I came here to open a similar issue as @aj-stein-gsa but he accurately summed up the problem. I would add that it's incredibly confusing that other NIST tools like CPRT have added leading 0's to the control identifiers (ref: https://csrc.nist.gov/pubs/sp/800/53/r5/upd1/final) which then do not match the actual published oscal catalog control identifiers (e.g. ac-1 vs. ac-01 vs. AC-01). Additionally the "zero-padded" control identifier format seemingly introduced parenthesis (AC-02(02)) but the control identifier remains (ac-2.2)

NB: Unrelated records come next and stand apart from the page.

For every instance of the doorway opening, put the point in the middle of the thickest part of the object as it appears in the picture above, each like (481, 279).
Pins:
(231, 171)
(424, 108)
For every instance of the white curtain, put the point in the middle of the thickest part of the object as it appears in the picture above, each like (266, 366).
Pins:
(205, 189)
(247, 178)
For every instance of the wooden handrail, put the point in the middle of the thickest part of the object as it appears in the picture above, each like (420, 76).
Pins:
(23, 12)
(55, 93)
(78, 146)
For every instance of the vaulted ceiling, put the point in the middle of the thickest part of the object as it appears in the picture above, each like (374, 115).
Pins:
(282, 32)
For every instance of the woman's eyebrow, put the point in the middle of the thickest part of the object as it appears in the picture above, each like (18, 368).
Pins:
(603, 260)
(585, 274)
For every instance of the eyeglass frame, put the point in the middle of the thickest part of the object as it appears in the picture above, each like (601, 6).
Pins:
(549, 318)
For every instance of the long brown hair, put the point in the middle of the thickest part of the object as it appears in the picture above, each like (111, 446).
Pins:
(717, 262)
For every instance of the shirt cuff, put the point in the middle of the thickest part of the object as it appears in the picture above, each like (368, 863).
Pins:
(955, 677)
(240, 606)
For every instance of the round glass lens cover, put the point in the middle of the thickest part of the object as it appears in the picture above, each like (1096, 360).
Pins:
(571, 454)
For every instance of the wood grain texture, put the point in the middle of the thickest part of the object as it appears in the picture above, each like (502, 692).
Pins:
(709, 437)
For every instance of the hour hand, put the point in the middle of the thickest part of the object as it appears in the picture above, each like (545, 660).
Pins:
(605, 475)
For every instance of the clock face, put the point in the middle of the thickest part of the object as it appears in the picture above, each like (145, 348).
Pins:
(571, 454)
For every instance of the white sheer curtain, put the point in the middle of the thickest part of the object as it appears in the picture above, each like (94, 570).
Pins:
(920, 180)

Please note, the latest 800-53 53B and 53A is rev 5.1.1 not rev 5. It is available here for human consumption

[aj-stein-gsa]

@aj-stein-gsa and @matoszz - Documenting how the IDs were generated from the initial rules the RMF team used in the 800-53 and 800-53A is reasonable. We will like to incorporate a complete documentation and are very open to contributions.
@wendellpiez is the 800-53 OSCAL catalog expert and might be able to share useful information.

How do we work together on this issue then?

The 800-53 (rev4 and rev5.1.1) are also leveraging propss with name="label" that FedRAMP team insisted must be carried on between versions despite the fact that 800-53rev5.1.1 is no longer maintained in Word/PDF and the therefore the labels became an unnecessary balast in our opinion.

I cannot find the history about the who in FedRAMP and why, but to keep it professional: if you want to remove the ballast, why do we not remove it? I will circle back with the current FedRAMP Team, but I am not sure if there is currently a reason to keep it now. I will document it in a comment in this issue for posterity.

Please note, the latest 800-53 53B and 53A is rev 5.1.1 not rev 5. It is available here for human consumption

Just to make sure I understand here, the upstream CPRT site content and the OSCAL catalog content in this repository are both 5.1.1 not "Rev 5" or 5/5.0/5.0.0 proper? I just checked because I recalled prepping that material for you and Wendell before my departure. I picked a low profile to look at its metadata as an example, and it looks like 5.1.1. Are we on the same page here?

[iMichaela]

I cannot find the history about the who in FedRAMP and why, but to keep it professional: if you want to remove the ballast, why do we not remove it? I will circle back with the current FedRAMP Team, but I am not sure if there is currently a reason to keep it now. I will document it in a comment in this issue for posterity.

I did remove the labels on the first version of 800-53 v5.1.1 and had to put them back because FedRAMP and other GRC vendors were using them to render the information fro humans in their platforms, tools. It was a big storm then.

[iMichaela]

How do we work together on this issue then?

We can talk after Feb 11 and we will find a way. If the community is involved we can also identify ways to clean the formatting 800-53 rev6.

[wandmagic]

i am in favor of removing any un-needed props, any organization that needs prop labels can add them themselves after downloading the official nist catalogs.

I believe this additional labelling is in the scope of individual organizations maintaining their own baseline profiles.
Even if fedramp needs them, we can put them in the baseline.

[wendellpiez]

There are two distinct things being discussed:

• Documenting how existing IDs in current data sets relate to known identifiers, including how to map them deterministically
• Updating and changing anything in the data set for any (good) reason

The second of these may be very important on its own, but treating it as a blocker for the first one is a way to keep it blocked.

If the goal is only the first, I propose that a volunteer analyst could propose theories and I could respond by testing/validating that theory. Collaboratively: they would write the prose, then I would help them write the XPath. No reason to trust someone's memory.

FWIW a Schematron now in place already validates some expected regularities such as format and contiguity of IDs and expected properties ... anyone with strong XPath could take a look ...

In my view this could be done without raising the huge data governance issues implied by the second task.